To recap: A tiny house is a dwelling that's less than 500 square feet in size. A THOW is a tiny house built on a trailer; these rarely run more than, say, 350 square feet. Much bigger than that, and you need a semi to tow it.
One of the most drool-worthy (in my opinion) THOW manufacturers is Escape Homes in Wisconsin, and as soon as I found out they were opening a dealership in Virginia, I started looking at my calendar. Because it's one thing to drool over photos, and another thing to stand inside a tiny house and decide whether you could live there.
Yes, I said "live there." And yes, I do think I could downsize from our current 1,150-square-foot apartment (which I share with my two daughters, so that's less than 400 square feet each...) to 350 square feet or so. And now that we've established that many of you will think I'm nuts, we can proceed.
I've had my eye on the Vintage XL and Traveler XL models in particular. Both are in that 350-square-foot range; both have a ground-floor bedroom, full-size kitchen appliances, and a washer-dryer. The bedrooms are basically just the bed (which is true of nearly every THOW floor plan I've ever seen) and the living/dining space is, well, tiny. But most people who live in these units consider the outdoors an extension of their living space.
This next photo is of the bedroom. On the right, out of the photo, is a closet that's maybe 24 inches wide, tops. Clearly you need to keep your wardrobe very basic if you plan to live in one of these. The little nightstand is built in, and there's a shelf above the windows with LED reading lights built into the underside. They had a TV hung on the wall to the left of this photo, but I think two TVs in 350 square feet is overkill. Although maybe that's just me.
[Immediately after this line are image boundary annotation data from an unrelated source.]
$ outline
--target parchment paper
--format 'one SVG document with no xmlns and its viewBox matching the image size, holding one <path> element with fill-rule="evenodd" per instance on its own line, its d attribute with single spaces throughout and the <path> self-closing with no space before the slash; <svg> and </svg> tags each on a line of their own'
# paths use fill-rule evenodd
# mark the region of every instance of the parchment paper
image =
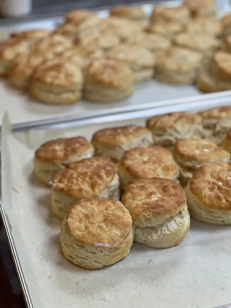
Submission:
<svg viewBox="0 0 231 308">
<path fill-rule="evenodd" d="M 107 126 L 142 125 L 144 120 Z M 5 118 L 2 201 L 34 307 L 211 308 L 230 302 L 230 226 L 192 221 L 180 245 L 155 249 L 134 244 L 125 260 L 99 270 L 78 268 L 62 255 L 60 222 L 50 213 L 50 189 L 33 175 L 31 146 L 54 137 L 81 134 L 90 139 L 104 127 L 101 124 L 16 136 Z"/>
</svg>

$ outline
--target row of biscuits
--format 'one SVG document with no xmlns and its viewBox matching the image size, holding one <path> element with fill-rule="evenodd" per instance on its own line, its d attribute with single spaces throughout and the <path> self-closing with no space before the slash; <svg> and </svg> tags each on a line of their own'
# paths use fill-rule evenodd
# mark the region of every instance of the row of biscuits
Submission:
<svg viewBox="0 0 231 308">
<path fill-rule="evenodd" d="M 107 18 L 72 11 L 53 32 L 15 32 L 0 43 L 0 75 L 53 104 L 82 97 L 120 101 L 133 93 L 135 83 L 153 77 L 196 82 L 204 92 L 229 89 L 229 66 L 223 63 L 231 63 L 231 15 L 219 20 L 216 13 L 213 0 L 156 6 L 150 18 L 128 6 L 112 8 Z"/>
<path fill-rule="evenodd" d="M 51 209 L 63 220 L 61 249 L 74 264 L 113 264 L 133 240 L 178 245 L 190 216 L 231 224 L 231 107 L 156 116 L 147 126 L 103 129 L 91 143 L 57 139 L 36 151 L 35 174 L 51 187 Z M 214 136 L 222 147 L 208 139 Z"/>
</svg>

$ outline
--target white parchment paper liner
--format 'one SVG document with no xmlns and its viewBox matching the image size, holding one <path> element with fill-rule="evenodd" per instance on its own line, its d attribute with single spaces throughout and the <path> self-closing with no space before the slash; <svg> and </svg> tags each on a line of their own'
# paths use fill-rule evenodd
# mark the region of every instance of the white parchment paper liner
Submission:
<svg viewBox="0 0 231 308">
<path fill-rule="evenodd" d="M 107 127 L 144 119 L 120 121 Z M 34 308 L 211 308 L 230 302 L 231 227 L 192 222 L 180 245 L 135 244 L 123 261 L 100 270 L 72 264 L 59 247 L 60 222 L 50 213 L 50 189 L 32 173 L 34 148 L 51 138 L 90 138 L 104 124 L 2 136 L 3 203 Z M 231 192 L 230 192 L 231 194 Z"/>
</svg>

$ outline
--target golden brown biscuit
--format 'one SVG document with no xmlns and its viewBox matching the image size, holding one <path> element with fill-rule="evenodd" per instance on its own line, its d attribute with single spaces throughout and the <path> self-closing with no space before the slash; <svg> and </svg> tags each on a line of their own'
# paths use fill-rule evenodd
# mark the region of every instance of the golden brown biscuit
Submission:
<svg viewBox="0 0 231 308">
<path fill-rule="evenodd" d="M 155 77 L 166 83 L 193 84 L 201 63 L 199 52 L 174 46 L 157 56 Z"/>
<path fill-rule="evenodd" d="M 151 15 L 151 23 L 174 22 L 185 24 L 190 18 L 189 11 L 185 6 L 168 7 L 160 5 L 154 7 Z"/>
<path fill-rule="evenodd" d="M 217 51 L 197 78 L 201 91 L 208 93 L 231 90 L 231 54 Z"/>
<path fill-rule="evenodd" d="M 13 86 L 22 89 L 27 88 L 30 78 L 35 69 L 45 60 L 52 57 L 48 52 L 24 52 L 15 56 L 11 62 L 9 76 Z"/>
<path fill-rule="evenodd" d="M 136 179 L 158 177 L 178 181 L 179 176 L 178 167 L 170 151 L 155 145 L 125 152 L 118 172 L 122 189 Z"/>
<path fill-rule="evenodd" d="M 178 139 L 201 137 L 202 119 L 188 112 L 172 112 L 155 116 L 147 121 L 154 144 L 172 150 Z"/>
<path fill-rule="evenodd" d="M 136 23 L 121 18 L 110 17 L 102 22 L 102 33 L 117 36 L 122 42 L 142 32 L 142 28 Z"/>
<path fill-rule="evenodd" d="M 223 148 L 231 154 L 231 129 L 229 129 L 222 142 Z"/>
<path fill-rule="evenodd" d="M 133 76 L 125 63 L 102 59 L 92 61 L 85 74 L 84 96 L 89 101 L 113 102 L 133 92 Z"/>
<path fill-rule="evenodd" d="M 71 205 L 85 198 L 120 197 L 120 182 L 114 164 L 100 157 L 70 164 L 53 177 L 51 209 L 63 219 Z"/>
<path fill-rule="evenodd" d="M 220 46 L 218 40 L 205 33 L 183 32 L 178 34 L 173 40 L 175 45 L 198 51 L 207 56 Z"/>
<path fill-rule="evenodd" d="M 208 139 L 179 139 L 175 144 L 174 157 L 180 166 L 180 182 L 185 187 L 194 171 L 205 164 L 230 161 L 230 154 Z"/>
<path fill-rule="evenodd" d="M 231 53 L 231 34 L 226 35 L 224 40 L 224 50 Z"/>
<path fill-rule="evenodd" d="M 147 24 L 147 17 L 141 7 L 120 5 L 112 7 L 110 10 L 111 16 L 123 18 L 137 23 L 141 27 Z"/>
<path fill-rule="evenodd" d="M 153 76 L 156 57 L 144 47 L 121 45 L 110 50 L 108 55 L 129 66 L 133 72 L 135 83 L 151 79 Z"/>
<path fill-rule="evenodd" d="M 192 17 L 216 17 L 217 14 L 216 0 L 184 0 L 183 5 L 188 9 Z"/>
<path fill-rule="evenodd" d="M 202 118 L 204 136 L 218 145 L 231 128 L 231 106 L 226 106 L 198 112 Z"/>
<path fill-rule="evenodd" d="M 120 44 L 120 40 L 117 35 L 111 33 L 101 33 L 95 30 L 90 33 L 79 35 L 75 46 L 87 49 L 99 49 L 107 53 Z"/>
<path fill-rule="evenodd" d="M 151 133 L 145 127 L 127 125 L 97 131 L 91 143 L 95 155 L 119 162 L 126 151 L 153 144 Z"/>
<path fill-rule="evenodd" d="M 213 17 L 199 16 L 187 22 L 184 25 L 184 30 L 189 33 L 218 36 L 221 34 L 222 26 L 220 21 Z"/>
<path fill-rule="evenodd" d="M 67 23 L 79 25 L 89 17 L 94 16 L 95 13 L 87 10 L 72 10 L 65 15 Z"/>
<path fill-rule="evenodd" d="M 7 76 L 10 62 L 17 54 L 29 50 L 29 44 L 25 40 L 10 38 L 0 42 L 0 76 Z"/>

The problem with any THOW is where to park it -- especially if you plan to live in it year-round. Cities and counties have a strong bias toward permanent improvements to real estate, because that way they can collect more in property taxes. THOWs are not permanent structures -- they aren't attached to the property. So the authorities are okay with you buying a 500-square-foot condo in a high-rise, but they are generally not okay with you parking a THOW on a parcel of land and living in it -- even if you paid as much for your THOW as you would have for the condo.
Some cities are coming around, but they're eyeing THOWs mostly as units for homeless people, or for low-income workers who can't afford to live in the city where they work. Retirees are mostly out of luck. I've read many comments on various sites from people nearing, or in, retirement who would love to live in a THOW (or its 400-square-foot cousin, a park model RV) full-time, but they can't find a place where zoning regulations would allow them to do it. Even rural counties are getting cranky about it.
So as cute as these units are, I would need to have a site lined up before I bought one. Which is to say that I'll probably end up with a condo.
On the way back, I drove part of Skyline Drive in Shenandoah National Park. This weekend and next weekend are fee-free days at all national parks in the US (so get out next weekend and find a park!). Skyline Drive was a little crowded today, but not as crowded as it usually is in the fall when the leaves turn. When I was there today, the deciduous trees hadn't really begun leafing out yet. Still, it's not a bad view.
I'll be back in the Camp NaNo saddle this week, continuing work on Maggie on the Cusp. I was far enough ahead on Friday that I was comfortable with taking the weekend off for my little jaunt.
Have a great week, everybody.
These moments of tiny bloggy living have been brought to you, as a public service, by Lynne Cantwell.